Tanto os fãs dos quadrinhos como os do seriado adoram Lori, que funciona como os olhos e ouvidos do público enquanto ela, Rick, Shane e os outros sobreviventes fazem o que podem para escapar dos zumbis, ao mesmo tempo em que lutam para manter sua humanidade. Lori também é, como todos nós, uma pessoa cheia de defeitos, lutando contra vários conflitos.
"Ela olha para o grupo, especialmente para Rick e Shane, e vê o esforço tremendo que esse pessoal está fazendo para salvar a vida de todo mundo", Sarah conta por telefone do set de filmagem da série em Atlanta. "Ela e, até certo ponto, Dale (Jeffrey DeMunn) são as pessoas que dizem: 'Maravilha, só que não basta. Temos que ser seres humanos, não só criaturas vivas. Temos que enterrar nossos mortos, honrar o passado. Temos uma responsabilidade moral e ética uns para com os outros, mesmo tendo feito muitas bobagens'".
"Sem querer, Lori traiu o marido com o melhor amigo dele", a atriz explica, "e defende um comportamento ético por parte dos seres humanos que restaram. Dentro do grupo, de certa forma, ela acaba se tornando uma matriarca. É ela que insiste em manter os rituais, além de segurar a barra de todo mundo e manter a esperança. É uma mulher que não se considera feminista, mas sim uma dona de casa no sentido em que consegue manter uma noção de lar para as pessoas num mundo que é um verdadeiro inferno. É uma posição de poder, e é o que torna a personagem tão interessante".
Lori e "The Walking Dead" vão ficar ainda mais interessantes: no episódio que foi ao ar nos EUA no dia treze de novembro, "Chupacabra", ela descobre que está grávida, mas não sabe quem é o pai. Pode ser Rick, mas também pode ser Shane, de quem se aproximou quando achou que Rick tinha morrido. Vale notar que, nos quadrinhos, Lori também fica grávida – mas Shane morre na sexta edição, com um tiro disparado por Carl, filho de Lori e Rick, interpretado na TV por Chandler Riggs.
"Então, como eu estava dizendo, ela é um exemplo bem acabado de hipocrisia", Sarah continua, "porque aponta as coisas certas e erradas, mas não sabe o que fazer com o bebê. Representa uma figura interessante para o público como a de uma mulher consumida pela dor, pelo remorso e por seus erros, ao mesmo tempo em que tenta ajudar os outros a tomar decisões melhores que as suas próprias. Acho que ela não pode se vangloriar de ser nenhuma autoridade moral", a atriz prossegue, "mas foi a posição em que se viu. É muito estranho dizer: 'Precisamos dar o melhor de nós mesmos e... ah, a propósito, talvez eu esteja grávida do melhor amigo do meu marido'".

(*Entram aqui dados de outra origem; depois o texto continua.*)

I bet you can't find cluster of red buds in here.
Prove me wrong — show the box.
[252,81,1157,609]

Os dois próximos episódios, "Secrets" e "Pretty Much Dead Already", exibidos nos dias 20 e 27 de novembro, vão explorar as consequências da notícia da gravidez de Lori.
"Lori, no terceiro episódio desta temporada, tentou convencer Rick de que talvez a maior prova amor em relação ao Carl fosse deixá-lo morrer", Sarah explica. "Esses dois episódios deixam bem claro que Lori acha, por razões bem óbvias, que aquele mundo não é um lugar para criança. É bem provável que o público assista esses episódios, reflita sobre o que ela diz e pense: 'Caramba, ela está certa'".
"Há decisões importantes a serem tomadas a respeito do futuro das crianças", ela continua, "e cada uma delas a um preço muito alto. Eu tenho uma filha de quatro anos. A minha ideia é a de educá-la para ser independente, criativa, corajosa... mas não sei se Lori poderia dizer por que ela educa o Carl ou o filho que ainda nem nasceu. Não tem certeza se estará viva para isso".
"Então, ela se pergunta: 'O que estamos fazendo aqui?'", Sarah conclui. "Uma possibilidade é a de que escolhemos viver com esperança e não com medo, mesmo que isso custe a vida de todos. É uma retórica maravilhosa, mas colocá-la em prática, com um filho vivendo naquele inferno e outra ainda por nascer... a realidade é bem diferente".